I was lucky to visit Thailand last September when it rained hard and was very hot and humid; ripe conditions for these delicacies to pop up. My parents' job takes them to remote towns where locals collect these mushrooms for sale. A local woman told us that when it is hot and humid, the mushroom collectors know it is time to go hunting. They would go into the woods around midnight looking for the white reflection of the mushroom from their flashlight. There is such an excessive demand that the collectors frequently sell an entire year's findings in advance of the mushroom season. This year my mother bought some directly from a collector at 200 baht a kilo. For a comparison, pork would cost you 85 baht a kilo at the market. A driver can make 400 baht in a day. By the time the mushrooms reach Bangkok, they will fetch 400 baht per kilo, if you can find them. At a fancy restaurant, a small dish can cost you 400-500 baht.
Thai agricultural researchers have tried unsuccessfully for years to cultivate this variety of mushrooms.

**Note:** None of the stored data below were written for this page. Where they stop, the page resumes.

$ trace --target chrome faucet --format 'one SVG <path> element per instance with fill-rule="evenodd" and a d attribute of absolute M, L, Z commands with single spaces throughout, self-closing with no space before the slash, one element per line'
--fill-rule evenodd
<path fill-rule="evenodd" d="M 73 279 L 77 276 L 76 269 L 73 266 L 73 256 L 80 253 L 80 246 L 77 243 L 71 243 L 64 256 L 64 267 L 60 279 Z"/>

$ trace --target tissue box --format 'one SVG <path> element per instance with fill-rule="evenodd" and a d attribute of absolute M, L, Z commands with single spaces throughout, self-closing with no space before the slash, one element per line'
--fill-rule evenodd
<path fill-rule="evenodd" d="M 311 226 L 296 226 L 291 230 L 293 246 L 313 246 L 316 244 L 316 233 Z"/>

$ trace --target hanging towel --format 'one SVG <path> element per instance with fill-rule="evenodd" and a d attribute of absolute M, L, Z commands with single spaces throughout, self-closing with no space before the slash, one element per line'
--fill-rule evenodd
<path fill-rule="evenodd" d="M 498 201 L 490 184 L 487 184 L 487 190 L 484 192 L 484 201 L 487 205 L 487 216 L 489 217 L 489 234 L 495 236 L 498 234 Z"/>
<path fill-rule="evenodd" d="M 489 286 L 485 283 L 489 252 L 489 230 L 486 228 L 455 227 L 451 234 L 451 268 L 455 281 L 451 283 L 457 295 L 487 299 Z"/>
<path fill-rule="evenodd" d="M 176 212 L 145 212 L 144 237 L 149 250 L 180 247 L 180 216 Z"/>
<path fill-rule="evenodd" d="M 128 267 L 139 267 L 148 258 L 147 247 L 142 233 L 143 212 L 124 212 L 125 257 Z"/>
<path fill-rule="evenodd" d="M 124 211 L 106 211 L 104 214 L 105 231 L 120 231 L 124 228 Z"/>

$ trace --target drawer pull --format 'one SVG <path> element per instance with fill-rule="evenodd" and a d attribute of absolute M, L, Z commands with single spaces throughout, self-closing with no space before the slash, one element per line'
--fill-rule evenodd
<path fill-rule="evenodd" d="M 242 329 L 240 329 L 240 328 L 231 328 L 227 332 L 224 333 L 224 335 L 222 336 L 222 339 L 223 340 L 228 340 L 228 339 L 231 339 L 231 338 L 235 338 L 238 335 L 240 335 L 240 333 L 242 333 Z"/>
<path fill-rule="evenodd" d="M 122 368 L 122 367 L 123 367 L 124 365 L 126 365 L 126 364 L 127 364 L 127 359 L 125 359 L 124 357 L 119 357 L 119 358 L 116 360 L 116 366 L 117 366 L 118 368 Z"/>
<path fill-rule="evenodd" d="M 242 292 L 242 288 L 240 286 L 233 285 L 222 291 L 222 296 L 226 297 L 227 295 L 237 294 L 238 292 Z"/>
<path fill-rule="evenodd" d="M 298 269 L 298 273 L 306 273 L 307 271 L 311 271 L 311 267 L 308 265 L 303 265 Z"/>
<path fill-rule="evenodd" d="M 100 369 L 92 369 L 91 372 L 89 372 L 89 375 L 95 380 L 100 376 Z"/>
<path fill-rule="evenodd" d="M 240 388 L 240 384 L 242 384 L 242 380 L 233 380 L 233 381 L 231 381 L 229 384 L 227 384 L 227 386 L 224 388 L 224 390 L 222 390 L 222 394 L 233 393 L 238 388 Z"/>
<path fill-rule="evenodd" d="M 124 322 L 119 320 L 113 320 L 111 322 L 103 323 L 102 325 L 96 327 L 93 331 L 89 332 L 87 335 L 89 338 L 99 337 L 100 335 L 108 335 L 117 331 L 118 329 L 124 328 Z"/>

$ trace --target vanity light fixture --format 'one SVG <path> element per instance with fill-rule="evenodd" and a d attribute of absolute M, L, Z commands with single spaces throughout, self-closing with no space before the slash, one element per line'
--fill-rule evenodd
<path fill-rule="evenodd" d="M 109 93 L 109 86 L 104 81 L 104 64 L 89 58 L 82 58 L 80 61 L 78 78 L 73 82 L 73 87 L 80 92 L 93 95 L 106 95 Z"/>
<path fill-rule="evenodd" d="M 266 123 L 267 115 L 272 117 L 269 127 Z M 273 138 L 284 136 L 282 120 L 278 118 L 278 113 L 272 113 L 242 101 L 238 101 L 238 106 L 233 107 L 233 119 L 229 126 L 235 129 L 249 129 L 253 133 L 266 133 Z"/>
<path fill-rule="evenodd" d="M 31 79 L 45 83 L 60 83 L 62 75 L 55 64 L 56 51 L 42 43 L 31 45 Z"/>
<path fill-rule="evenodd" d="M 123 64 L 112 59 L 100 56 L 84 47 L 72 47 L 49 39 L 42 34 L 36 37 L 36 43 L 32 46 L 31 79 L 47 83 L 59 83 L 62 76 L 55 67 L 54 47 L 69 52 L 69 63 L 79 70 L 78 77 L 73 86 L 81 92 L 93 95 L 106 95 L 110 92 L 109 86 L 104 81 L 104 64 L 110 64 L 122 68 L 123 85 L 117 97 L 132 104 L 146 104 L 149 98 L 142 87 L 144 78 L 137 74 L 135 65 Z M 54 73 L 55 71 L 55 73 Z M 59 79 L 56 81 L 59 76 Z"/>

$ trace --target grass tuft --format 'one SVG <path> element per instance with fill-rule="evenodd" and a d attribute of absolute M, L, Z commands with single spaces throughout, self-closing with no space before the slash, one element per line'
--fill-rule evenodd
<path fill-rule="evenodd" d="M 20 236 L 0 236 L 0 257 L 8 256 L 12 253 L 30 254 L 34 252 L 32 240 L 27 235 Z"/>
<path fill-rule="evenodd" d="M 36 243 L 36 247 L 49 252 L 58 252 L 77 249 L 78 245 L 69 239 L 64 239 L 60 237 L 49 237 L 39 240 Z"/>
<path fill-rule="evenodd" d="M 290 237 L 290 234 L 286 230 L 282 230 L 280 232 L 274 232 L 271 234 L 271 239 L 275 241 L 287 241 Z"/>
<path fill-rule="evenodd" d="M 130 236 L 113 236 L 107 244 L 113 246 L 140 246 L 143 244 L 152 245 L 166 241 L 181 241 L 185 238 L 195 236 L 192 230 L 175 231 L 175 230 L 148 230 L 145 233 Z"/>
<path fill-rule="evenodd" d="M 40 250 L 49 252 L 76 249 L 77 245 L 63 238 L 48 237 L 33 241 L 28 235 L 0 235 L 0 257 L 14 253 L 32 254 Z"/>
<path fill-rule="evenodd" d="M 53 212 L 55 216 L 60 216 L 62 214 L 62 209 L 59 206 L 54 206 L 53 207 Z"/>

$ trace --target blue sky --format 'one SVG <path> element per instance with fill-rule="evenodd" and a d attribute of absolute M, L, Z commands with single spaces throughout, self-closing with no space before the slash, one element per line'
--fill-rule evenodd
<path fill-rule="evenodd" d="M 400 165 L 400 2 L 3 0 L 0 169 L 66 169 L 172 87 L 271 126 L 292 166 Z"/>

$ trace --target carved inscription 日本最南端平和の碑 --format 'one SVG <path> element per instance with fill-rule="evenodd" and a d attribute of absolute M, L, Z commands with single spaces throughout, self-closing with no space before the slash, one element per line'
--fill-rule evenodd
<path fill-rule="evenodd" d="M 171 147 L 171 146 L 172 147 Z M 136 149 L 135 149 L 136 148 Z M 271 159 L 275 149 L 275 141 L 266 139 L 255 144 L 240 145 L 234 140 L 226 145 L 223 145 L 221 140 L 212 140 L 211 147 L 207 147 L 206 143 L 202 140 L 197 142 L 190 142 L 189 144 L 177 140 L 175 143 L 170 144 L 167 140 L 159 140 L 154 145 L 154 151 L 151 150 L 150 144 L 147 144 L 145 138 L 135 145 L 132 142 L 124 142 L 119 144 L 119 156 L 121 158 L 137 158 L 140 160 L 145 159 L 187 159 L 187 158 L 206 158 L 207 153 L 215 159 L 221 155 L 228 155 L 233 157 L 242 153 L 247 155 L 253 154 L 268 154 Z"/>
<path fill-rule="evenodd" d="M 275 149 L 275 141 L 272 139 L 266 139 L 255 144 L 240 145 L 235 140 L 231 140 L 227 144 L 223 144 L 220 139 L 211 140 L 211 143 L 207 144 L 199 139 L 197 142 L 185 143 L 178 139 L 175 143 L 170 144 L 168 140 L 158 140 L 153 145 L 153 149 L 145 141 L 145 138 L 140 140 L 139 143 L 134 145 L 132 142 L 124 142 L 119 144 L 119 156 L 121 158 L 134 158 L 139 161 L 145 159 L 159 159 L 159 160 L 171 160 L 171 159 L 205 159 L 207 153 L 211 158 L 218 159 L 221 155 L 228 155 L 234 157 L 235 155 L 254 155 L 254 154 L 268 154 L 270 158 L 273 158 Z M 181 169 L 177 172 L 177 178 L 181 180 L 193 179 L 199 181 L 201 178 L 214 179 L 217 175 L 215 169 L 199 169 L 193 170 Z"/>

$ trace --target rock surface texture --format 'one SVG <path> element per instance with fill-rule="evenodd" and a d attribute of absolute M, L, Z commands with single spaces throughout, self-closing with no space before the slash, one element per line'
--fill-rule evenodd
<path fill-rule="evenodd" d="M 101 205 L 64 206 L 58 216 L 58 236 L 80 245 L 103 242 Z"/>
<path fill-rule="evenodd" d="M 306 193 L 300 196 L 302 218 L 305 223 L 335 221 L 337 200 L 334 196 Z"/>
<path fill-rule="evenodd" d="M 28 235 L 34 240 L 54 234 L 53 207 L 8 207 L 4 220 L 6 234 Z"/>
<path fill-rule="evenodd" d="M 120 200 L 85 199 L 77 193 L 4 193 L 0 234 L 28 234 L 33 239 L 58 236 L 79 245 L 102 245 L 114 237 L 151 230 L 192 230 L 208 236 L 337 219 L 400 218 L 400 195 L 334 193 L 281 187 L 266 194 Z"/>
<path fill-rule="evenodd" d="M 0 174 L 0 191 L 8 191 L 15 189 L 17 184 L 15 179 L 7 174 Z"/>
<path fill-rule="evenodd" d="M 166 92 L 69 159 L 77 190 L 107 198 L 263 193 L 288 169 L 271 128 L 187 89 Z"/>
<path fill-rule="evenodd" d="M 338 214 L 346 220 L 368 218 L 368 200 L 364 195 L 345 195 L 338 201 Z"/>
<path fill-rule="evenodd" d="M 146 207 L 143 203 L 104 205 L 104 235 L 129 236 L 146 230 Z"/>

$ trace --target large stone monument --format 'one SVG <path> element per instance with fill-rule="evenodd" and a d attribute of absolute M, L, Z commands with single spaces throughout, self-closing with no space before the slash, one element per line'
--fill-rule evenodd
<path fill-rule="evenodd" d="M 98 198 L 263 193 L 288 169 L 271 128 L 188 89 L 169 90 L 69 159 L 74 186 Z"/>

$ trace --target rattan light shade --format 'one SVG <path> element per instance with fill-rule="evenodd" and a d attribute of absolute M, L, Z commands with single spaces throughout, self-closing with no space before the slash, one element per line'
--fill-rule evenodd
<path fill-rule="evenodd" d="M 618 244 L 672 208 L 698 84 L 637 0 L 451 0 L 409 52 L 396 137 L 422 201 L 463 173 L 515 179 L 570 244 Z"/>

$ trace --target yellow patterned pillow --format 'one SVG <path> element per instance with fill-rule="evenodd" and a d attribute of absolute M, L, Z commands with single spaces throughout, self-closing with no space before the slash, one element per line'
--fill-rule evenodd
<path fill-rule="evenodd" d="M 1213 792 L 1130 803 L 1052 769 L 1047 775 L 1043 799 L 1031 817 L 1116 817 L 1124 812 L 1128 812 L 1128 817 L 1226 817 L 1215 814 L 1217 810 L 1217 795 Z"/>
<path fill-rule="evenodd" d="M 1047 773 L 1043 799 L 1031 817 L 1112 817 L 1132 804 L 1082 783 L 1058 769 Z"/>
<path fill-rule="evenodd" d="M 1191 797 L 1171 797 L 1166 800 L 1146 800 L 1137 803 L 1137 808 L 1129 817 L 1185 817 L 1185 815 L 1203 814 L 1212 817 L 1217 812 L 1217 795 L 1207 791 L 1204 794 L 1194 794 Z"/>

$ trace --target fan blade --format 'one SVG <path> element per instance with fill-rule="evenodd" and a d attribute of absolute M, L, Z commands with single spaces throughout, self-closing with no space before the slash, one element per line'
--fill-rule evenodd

The best way to prepare this mushroom is grilling. The juice is so sweet, the flavor is earthy and the texture is crunchy but meaty. Another common way to prepare hed kone is in tom yum hed kone. My mother also prepared noodles in gravy with mushroom.
I don't believe that they are available in the US fresh. You will be lucky to find them in cans or bottles. If you ever get a chance to have the fresh ones, splurge. Hed kone may not get the international recognition like truffles, chanterelles or morels, but for me, hed kone are the best mushrooms I ever had. Unlike most western mushrooms, the flavor stands on its own.